🤖 AI Summary
To address the sparsity, generation difficulty, weak interactivity, and poor real-time responsiveness to the vehicle under test (VUT) in safety-critical scenario generation for autonomous driving system (ADS) testing, this paper proposes a hierarchical generative framework integrating vision-language models (VLMs) with guided diffusion models. We introduce, for the first time, a VLM as a strategic policy generator within a three-tier “strategic–tactical–executive” architecture, enabling semantic-driven risk reasoning, goal-conditioned scene specification, and adaptive guidance of the diffusion process. A VLM-mediated closed-loop feedback mechanism further supports dynamic scenario refinement and fine-grained control of background agents. Experiments demonstrate that our method efficiently generates high-fidelity, diverse, and highly interactive safety-critical test scenarios, significantly outperforming state-of-the-art approaches in both criticality and real-time responsiveness to the VUT.
📝 Abstract
The safe deployment of autonomous driving systems (ADSs) relies on comprehensive testing and evaluation. However, safety-critical scenarios that can effectively expose system vulnerabilities are extremely sparse in the real world. Existing scenario generation methods face challenges in efficiently constructing long-tail scenarios that ensure fidelity, criticality, and interactivity, while particularly lacking real-time dynamic response capabilities to the vehicle under test (VUT). To address these challenges, this paper proposes a safety-critical testing scenario generation framework that integrates the high-level semantic understanding capabilities of Vision Language Models (VLMs) with the fine-grained generation capabilities of adaptive guided diffusion models.

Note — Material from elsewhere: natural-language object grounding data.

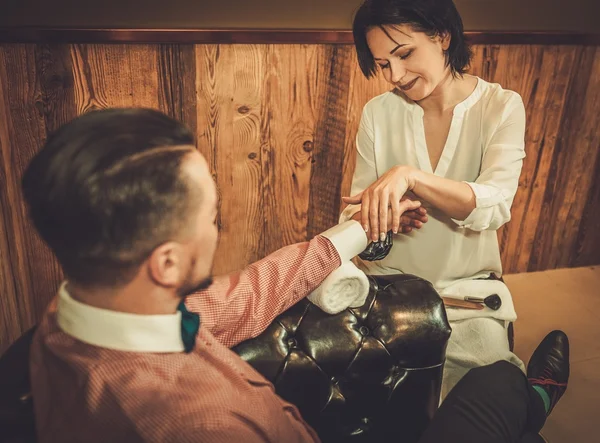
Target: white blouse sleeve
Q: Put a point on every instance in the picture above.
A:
(365, 172)
(497, 184)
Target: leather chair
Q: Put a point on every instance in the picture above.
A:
(370, 374)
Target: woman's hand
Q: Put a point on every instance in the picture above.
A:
(388, 192)
(412, 219)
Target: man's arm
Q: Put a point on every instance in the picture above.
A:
(240, 306)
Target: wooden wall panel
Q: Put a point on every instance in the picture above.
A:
(277, 125)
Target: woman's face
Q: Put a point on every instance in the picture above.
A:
(412, 61)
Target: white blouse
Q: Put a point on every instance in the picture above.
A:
(485, 149)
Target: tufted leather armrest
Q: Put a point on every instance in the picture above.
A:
(370, 374)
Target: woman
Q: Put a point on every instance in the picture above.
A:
(449, 140)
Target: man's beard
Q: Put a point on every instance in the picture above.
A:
(200, 286)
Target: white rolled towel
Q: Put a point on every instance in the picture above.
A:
(345, 287)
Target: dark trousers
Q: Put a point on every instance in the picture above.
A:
(491, 404)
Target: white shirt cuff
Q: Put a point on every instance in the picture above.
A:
(349, 212)
(348, 238)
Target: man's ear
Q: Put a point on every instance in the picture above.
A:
(165, 265)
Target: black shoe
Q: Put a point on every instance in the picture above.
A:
(549, 366)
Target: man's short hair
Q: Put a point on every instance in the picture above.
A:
(107, 189)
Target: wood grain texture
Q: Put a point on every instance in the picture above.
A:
(277, 125)
(264, 36)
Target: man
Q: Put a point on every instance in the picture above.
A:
(128, 206)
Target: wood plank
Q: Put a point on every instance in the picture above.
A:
(332, 99)
(177, 83)
(264, 36)
(571, 174)
(289, 120)
(233, 92)
(21, 134)
(115, 76)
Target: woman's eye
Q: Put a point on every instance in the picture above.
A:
(405, 56)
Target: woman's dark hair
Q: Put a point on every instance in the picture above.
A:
(433, 17)
(107, 188)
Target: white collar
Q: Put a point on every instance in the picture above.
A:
(121, 331)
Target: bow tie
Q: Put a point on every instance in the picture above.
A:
(190, 323)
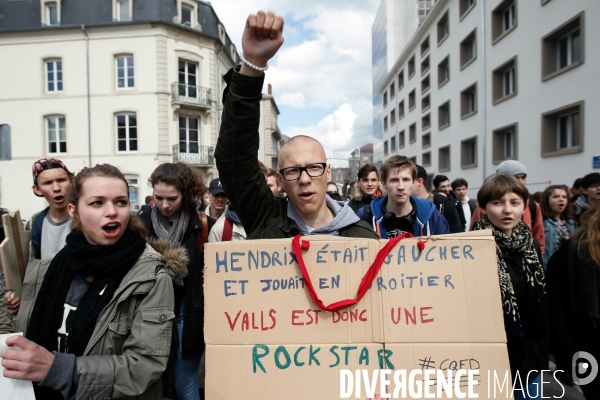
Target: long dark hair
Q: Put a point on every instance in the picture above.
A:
(184, 177)
(547, 211)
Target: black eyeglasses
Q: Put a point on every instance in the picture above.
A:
(313, 170)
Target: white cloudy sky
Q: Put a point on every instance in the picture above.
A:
(321, 76)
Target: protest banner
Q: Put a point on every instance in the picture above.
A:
(14, 251)
(435, 308)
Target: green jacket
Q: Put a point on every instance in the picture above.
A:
(5, 320)
(263, 215)
(129, 348)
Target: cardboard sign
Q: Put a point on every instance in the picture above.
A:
(14, 251)
(437, 308)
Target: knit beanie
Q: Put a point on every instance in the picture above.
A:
(511, 167)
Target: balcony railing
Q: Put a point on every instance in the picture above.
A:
(194, 154)
(189, 94)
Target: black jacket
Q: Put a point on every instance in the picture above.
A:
(263, 215)
(445, 205)
(533, 354)
(193, 290)
(461, 211)
(572, 287)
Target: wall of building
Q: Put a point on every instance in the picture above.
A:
(156, 48)
(533, 97)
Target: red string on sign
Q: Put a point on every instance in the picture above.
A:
(298, 246)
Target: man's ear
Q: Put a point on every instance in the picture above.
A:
(37, 191)
(382, 182)
(71, 210)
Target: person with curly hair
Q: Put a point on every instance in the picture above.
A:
(558, 218)
(177, 188)
(502, 200)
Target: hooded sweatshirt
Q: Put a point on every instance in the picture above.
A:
(344, 216)
(429, 221)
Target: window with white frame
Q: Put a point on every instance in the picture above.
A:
(468, 49)
(125, 72)
(468, 156)
(563, 49)
(569, 49)
(468, 101)
(508, 82)
(133, 183)
(127, 137)
(508, 144)
(189, 137)
(56, 134)
(566, 130)
(505, 81)
(188, 73)
(186, 14)
(444, 158)
(508, 18)
(123, 10)
(53, 75)
(504, 143)
(51, 10)
(563, 130)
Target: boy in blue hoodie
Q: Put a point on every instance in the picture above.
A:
(399, 211)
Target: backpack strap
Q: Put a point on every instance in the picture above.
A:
(203, 237)
(227, 230)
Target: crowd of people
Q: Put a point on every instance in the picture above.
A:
(113, 302)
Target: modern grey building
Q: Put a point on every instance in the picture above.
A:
(483, 81)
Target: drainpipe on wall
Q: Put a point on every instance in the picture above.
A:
(87, 67)
(218, 86)
(484, 89)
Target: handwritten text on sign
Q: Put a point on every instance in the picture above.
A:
(228, 263)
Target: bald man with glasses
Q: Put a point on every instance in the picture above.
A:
(303, 170)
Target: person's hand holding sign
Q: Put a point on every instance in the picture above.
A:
(262, 38)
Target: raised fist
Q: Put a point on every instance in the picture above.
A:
(262, 38)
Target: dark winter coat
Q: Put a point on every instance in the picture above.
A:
(193, 318)
(573, 286)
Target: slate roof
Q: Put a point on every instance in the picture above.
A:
(24, 15)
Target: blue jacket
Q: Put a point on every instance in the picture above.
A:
(429, 221)
(551, 235)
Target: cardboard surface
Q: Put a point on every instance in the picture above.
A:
(442, 302)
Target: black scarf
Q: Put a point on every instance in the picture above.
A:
(521, 242)
(107, 264)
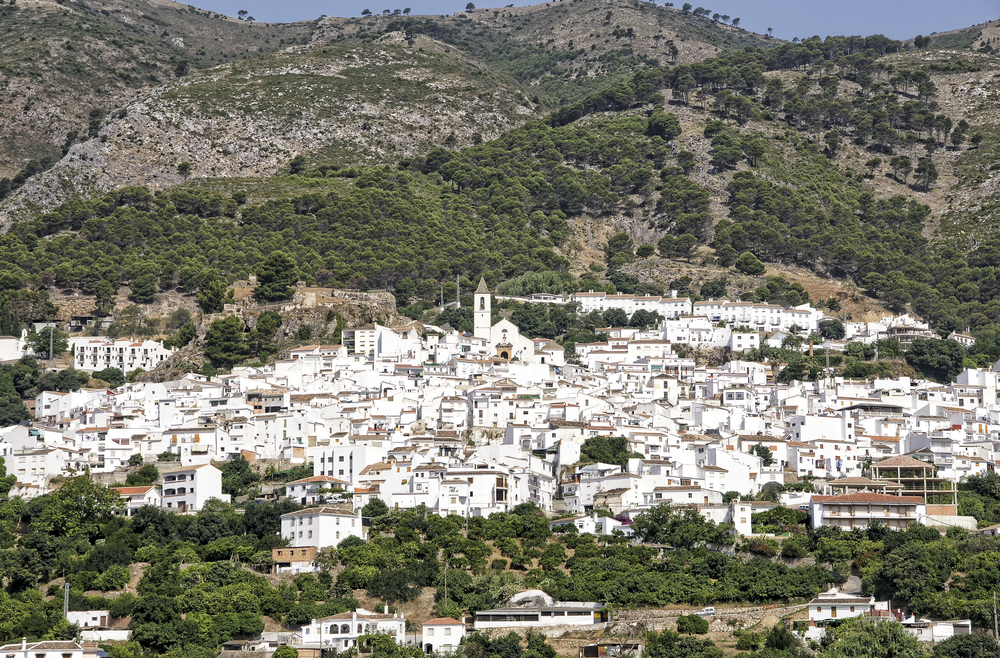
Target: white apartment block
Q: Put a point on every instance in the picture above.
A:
(92, 354)
(321, 527)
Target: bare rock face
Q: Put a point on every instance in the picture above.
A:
(354, 104)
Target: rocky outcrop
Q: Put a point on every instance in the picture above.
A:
(370, 102)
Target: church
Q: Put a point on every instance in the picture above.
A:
(504, 339)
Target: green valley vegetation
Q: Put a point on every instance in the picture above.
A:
(75, 533)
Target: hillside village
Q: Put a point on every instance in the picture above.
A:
(728, 385)
(475, 425)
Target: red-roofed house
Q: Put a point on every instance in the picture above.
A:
(857, 510)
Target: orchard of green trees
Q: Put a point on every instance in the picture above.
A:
(78, 533)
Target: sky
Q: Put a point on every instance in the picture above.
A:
(897, 19)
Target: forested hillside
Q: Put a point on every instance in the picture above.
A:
(863, 159)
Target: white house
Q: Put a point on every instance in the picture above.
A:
(560, 614)
(341, 631)
(97, 354)
(320, 526)
(441, 635)
(138, 497)
(837, 605)
(857, 510)
(188, 488)
(307, 490)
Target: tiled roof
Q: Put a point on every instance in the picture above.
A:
(865, 497)
(903, 461)
(318, 478)
(132, 491)
(442, 621)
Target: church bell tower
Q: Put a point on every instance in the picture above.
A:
(482, 311)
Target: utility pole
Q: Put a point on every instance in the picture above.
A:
(996, 633)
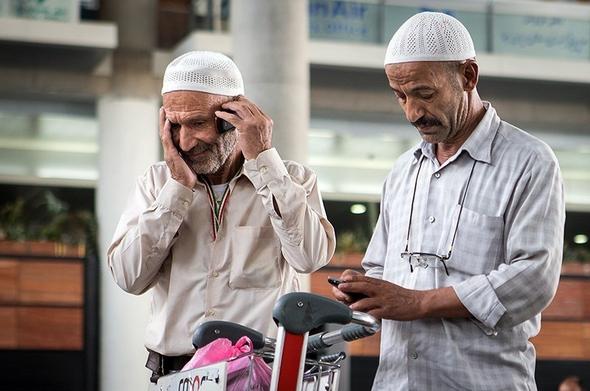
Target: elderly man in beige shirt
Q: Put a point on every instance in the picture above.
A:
(221, 229)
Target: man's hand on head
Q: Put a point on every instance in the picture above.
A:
(253, 126)
(180, 170)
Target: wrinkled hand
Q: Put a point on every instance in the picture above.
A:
(253, 126)
(181, 172)
(384, 300)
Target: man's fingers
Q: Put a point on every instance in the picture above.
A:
(229, 117)
(364, 287)
(365, 305)
(162, 118)
(340, 296)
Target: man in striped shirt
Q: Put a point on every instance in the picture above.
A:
(467, 248)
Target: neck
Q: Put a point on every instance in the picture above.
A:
(228, 170)
(474, 113)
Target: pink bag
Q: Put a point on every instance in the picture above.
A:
(249, 372)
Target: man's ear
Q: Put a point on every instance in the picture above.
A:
(470, 74)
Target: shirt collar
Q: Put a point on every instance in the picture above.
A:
(479, 143)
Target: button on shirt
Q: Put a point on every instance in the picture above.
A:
(231, 264)
(504, 266)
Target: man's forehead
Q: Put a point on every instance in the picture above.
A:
(418, 71)
(192, 101)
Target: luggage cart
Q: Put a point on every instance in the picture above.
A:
(296, 314)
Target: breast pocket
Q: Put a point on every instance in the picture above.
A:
(478, 245)
(255, 259)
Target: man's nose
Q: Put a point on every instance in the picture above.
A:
(191, 137)
(414, 111)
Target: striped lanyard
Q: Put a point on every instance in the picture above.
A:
(217, 206)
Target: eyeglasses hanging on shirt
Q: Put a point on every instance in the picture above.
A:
(420, 259)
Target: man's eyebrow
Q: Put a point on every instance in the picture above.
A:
(191, 117)
(421, 88)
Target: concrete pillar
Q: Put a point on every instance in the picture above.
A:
(129, 143)
(270, 48)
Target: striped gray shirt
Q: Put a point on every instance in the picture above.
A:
(504, 266)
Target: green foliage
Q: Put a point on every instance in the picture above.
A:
(351, 241)
(45, 217)
(576, 253)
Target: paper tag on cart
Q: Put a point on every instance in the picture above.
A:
(210, 378)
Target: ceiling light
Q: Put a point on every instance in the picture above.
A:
(358, 209)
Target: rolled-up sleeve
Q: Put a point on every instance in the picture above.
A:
(306, 236)
(525, 283)
(146, 232)
(374, 259)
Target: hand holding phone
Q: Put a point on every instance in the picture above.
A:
(354, 296)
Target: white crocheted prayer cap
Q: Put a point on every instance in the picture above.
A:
(203, 71)
(430, 36)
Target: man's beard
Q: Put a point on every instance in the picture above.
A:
(210, 158)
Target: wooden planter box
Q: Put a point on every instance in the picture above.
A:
(41, 296)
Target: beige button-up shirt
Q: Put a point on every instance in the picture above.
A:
(230, 264)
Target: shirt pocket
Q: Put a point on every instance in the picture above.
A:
(478, 245)
(256, 258)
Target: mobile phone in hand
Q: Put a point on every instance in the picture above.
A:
(334, 281)
(354, 296)
(222, 125)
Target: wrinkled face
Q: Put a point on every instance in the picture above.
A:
(431, 96)
(192, 116)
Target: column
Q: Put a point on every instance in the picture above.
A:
(129, 143)
(270, 48)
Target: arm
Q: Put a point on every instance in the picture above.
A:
(151, 219)
(525, 284)
(290, 195)
(307, 238)
(146, 232)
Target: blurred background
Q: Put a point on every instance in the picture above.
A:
(79, 95)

The framework establishes a three-layer hierarchical architecture comprising a strategic layer for VLM-directed scenario generation objective determination, a tactical layer for guidance function formulation, and an operational layer for guided diffusion execution. We first establish a high-quality fundamental diffusion model that learns the data distribution of real driving scenarios. Next, we design an adaptive guided diffusion method that enables real-time, precise control of background vehicles (BVs) in closed-loop simulation. The VLM is then incorporated to autonomously generate scenario generation objectives and guidance functions through deep scenario understanding and risk reasoning, ultimately guiding the diffusion model to achieve VLM-directed scenario generation. Experimental results demonstrate that the proposed method can efficiently generate realistic, diverse, and highly interactive safety-critical testing scenarios. Furthermore, case studies validate the adaptability and VLM-directed generation performance of the proposed method.